Le istruttorie sono state avviate a seguito di un’attività di monitoraggio svolta dal Nucleo Speciale Antitrust della Guardia di Finanza e l’Autorità ha esercitato le competenze attribuite dal D.L. n. 16/2020 (convertito con Legge n.31/2020) in materia di “attività parassitarie” (cd. “Ambush marketing”).

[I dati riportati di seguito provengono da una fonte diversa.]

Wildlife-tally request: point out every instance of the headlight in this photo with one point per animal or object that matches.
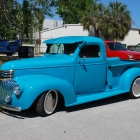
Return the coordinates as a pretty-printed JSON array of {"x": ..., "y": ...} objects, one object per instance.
[
  {"x": 16, "y": 90},
  {"x": 131, "y": 57}
]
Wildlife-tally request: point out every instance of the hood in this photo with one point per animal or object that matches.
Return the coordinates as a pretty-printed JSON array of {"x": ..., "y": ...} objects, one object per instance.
[{"x": 36, "y": 62}]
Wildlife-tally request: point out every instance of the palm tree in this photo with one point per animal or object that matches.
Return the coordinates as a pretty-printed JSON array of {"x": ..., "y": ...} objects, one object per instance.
[
  {"x": 92, "y": 17},
  {"x": 116, "y": 21}
]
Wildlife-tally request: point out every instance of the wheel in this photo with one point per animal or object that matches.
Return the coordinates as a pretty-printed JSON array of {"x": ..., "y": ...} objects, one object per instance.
[
  {"x": 47, "y": 103},
  {"x": 135, "y": 89}
]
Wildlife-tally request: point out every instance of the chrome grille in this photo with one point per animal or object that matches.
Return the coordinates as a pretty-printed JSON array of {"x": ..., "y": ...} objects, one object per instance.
[{"x": 6, "y": 89}]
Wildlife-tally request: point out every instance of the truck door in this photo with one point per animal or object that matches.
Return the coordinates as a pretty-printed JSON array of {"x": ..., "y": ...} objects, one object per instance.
[{"x": 90, "y": 74}]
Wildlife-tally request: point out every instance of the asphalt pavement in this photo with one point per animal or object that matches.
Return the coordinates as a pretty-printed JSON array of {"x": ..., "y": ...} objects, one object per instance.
[{"x": 115, "y": 118}]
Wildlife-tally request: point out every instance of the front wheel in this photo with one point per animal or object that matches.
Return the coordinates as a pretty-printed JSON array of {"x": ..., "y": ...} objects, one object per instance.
[
  {"x": 47, "y": 103},
  {"x": 135, "y": 89}
]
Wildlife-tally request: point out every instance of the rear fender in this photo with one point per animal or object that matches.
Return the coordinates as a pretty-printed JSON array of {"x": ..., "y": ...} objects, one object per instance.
[
  {"x": 34, "y": 85},
  {"x": 128, "y": 77}
]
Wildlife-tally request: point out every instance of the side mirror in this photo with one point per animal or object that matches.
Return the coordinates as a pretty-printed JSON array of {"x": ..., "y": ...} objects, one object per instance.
[{"x": 84, "y": 57}]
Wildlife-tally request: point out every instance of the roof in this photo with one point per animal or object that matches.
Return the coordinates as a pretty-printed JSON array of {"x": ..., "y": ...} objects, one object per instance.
[{"x": 72, "y": 39}]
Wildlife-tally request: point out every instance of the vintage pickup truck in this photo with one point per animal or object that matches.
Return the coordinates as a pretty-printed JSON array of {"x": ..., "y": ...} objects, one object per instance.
[
  {"x": 116, "y": 49},
  {"x": 74, "y": 68}
]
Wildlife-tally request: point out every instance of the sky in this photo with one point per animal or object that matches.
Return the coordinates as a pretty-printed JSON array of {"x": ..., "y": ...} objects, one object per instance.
[{"x": 133, "y": 7}]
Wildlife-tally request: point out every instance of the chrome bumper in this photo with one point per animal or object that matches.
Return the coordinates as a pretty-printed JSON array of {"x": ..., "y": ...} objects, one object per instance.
[{"x": 9, "y": 107}]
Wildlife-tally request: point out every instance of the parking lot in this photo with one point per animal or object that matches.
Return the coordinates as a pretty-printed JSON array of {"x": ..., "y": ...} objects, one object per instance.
[{"x": 115, "y": 118}]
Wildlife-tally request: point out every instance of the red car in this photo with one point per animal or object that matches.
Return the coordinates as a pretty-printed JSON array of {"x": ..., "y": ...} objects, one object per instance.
[{"x": 116, "y": 49}]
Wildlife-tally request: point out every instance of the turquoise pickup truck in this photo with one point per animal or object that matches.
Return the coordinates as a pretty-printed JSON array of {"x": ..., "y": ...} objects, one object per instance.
[{"x": 74, "y": 68}]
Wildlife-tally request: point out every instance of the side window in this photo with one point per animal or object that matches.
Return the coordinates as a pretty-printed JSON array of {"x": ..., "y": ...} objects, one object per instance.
[{"x": 90, "y": 51}]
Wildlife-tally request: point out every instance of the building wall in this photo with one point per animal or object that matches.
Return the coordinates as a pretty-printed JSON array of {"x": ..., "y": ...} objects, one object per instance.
[{"x": 132, "y": 38}]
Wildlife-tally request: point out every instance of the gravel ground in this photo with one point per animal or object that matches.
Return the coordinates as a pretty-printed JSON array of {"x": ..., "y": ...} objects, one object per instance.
[{"x": 115, "y": 118}]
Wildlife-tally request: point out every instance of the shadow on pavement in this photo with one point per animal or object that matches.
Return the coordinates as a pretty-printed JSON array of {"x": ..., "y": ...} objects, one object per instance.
[{"x": 30, "y": 113}]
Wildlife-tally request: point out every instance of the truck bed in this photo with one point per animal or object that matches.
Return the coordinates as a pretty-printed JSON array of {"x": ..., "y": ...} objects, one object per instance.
[{"x": 116, "y": 67}]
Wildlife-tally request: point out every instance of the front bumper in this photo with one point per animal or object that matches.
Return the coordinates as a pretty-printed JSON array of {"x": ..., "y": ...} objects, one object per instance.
[{"x": 9, "y": 107}]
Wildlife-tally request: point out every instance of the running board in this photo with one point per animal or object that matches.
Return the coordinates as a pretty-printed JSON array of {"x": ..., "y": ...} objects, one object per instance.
[{"x": 85, "y": 98}]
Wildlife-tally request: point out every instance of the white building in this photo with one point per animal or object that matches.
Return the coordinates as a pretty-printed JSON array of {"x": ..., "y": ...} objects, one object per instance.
[{"x": 132, "y": 38}]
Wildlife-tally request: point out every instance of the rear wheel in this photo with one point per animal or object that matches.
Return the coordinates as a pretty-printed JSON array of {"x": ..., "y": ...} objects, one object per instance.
[
  {"x": 47, "y": 103},
  {"x": 135, "y": 89}
]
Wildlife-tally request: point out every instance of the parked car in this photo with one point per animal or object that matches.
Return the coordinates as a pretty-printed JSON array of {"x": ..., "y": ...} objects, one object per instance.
[
  {"x": 116, "y": 49},
  {"x": 76, "y": 69}
]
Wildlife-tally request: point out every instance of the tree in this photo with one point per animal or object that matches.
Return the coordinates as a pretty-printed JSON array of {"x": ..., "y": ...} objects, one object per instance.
[
  {"x": 8, "y": 22},
  {"x": 71, "y": 11},
  {"x": 92, "y": 17},
  {"x": 39, "y": 18},
  {"x": 27, "y": 24},
  {"x": 116, "y": 21}
]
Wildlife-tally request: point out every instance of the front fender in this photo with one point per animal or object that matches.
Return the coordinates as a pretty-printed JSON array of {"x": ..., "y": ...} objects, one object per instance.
[
  {"x": 34, "y": 85},
  {"x": 127, "y": 78}
]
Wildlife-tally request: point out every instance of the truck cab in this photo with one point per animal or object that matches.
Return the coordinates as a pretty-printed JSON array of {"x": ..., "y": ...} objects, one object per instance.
[
  {"x": 116, "y": 49},
  {"x": 74, "y": 68}
]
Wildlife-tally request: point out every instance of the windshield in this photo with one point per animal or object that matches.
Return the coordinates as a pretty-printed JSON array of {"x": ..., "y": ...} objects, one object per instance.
[
  {"x": 116, "y": 46},
  {"x": 68, "y": 49},
  {"x": 13, "y": 43}
]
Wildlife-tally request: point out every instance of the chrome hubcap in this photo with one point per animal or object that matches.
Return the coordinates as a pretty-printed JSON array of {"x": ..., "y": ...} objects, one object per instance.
[
  {"x": 50, "y": 102},
  {"x": 136, "y": 87}
]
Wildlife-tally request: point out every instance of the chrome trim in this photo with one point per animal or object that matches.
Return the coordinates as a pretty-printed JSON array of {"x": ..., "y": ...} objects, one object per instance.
[
  {"x": 6, "y": 74},
  {"x": 9, "y": 107}
]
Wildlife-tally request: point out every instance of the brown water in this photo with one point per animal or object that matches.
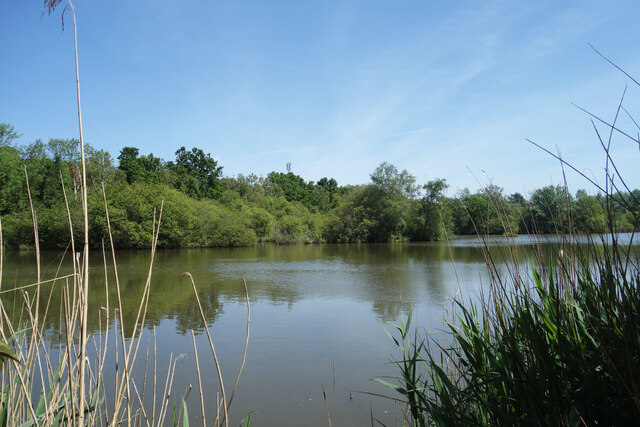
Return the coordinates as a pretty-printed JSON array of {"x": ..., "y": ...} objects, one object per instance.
[{"x": 312, "y": 308}]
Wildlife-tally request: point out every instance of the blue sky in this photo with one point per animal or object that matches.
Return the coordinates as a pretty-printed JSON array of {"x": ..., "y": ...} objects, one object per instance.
[{"x": 442, "y": 89}]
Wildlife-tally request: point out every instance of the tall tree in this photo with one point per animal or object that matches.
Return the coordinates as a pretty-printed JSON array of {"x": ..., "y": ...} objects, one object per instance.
[
  {"x": 7, "y": 134},
  {"x": 196, "y": 173}
]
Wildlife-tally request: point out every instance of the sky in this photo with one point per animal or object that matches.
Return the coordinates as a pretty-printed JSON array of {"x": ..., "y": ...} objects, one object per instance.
[{"x": 443, "y": 89}]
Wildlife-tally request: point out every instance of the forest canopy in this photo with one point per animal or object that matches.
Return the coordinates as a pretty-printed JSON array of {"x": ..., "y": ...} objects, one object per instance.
[{"x": 203, "y": 208}]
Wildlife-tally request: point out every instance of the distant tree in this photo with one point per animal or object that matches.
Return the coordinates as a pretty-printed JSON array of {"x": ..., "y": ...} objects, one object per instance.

In particolare, l’Antitrust ha accertato che Harmont&Blaine S.p.A., Rialto S.p.A., MD S.p.A., Magazzini Gabrielli S.p.A., RetailPro S.p.A. e Butan Gas S.p.A. - pur non essendo sponsor ufficiali dei Giochi olimpici invernali Milano-Cortina 2026 - hanno realizzato un collegamento tra il proprio marchio e le Olimpiadi, inducendo in errore il pubblico sull’identità degli sponsor ufficiali. In concomitanza con il periodo di svolgimento dei Giochi olimpici, infatti, le società hanno svolto campagne pubblicitarie e attività promozionali nelle quali sono stati spesso riprodotti o richiamati, a vario titolo, i simboli (cinque cerchi) e gli emblemi olimpici, e/o denominazioni ufficiali come “Milano-Cortina/Milano-Cortina2026”.

Questi elementi sono risultati idonei a configurare una attività parassitaria in violazione del divieto previsto dall’articolo 10 del D.L. n. 16/2020.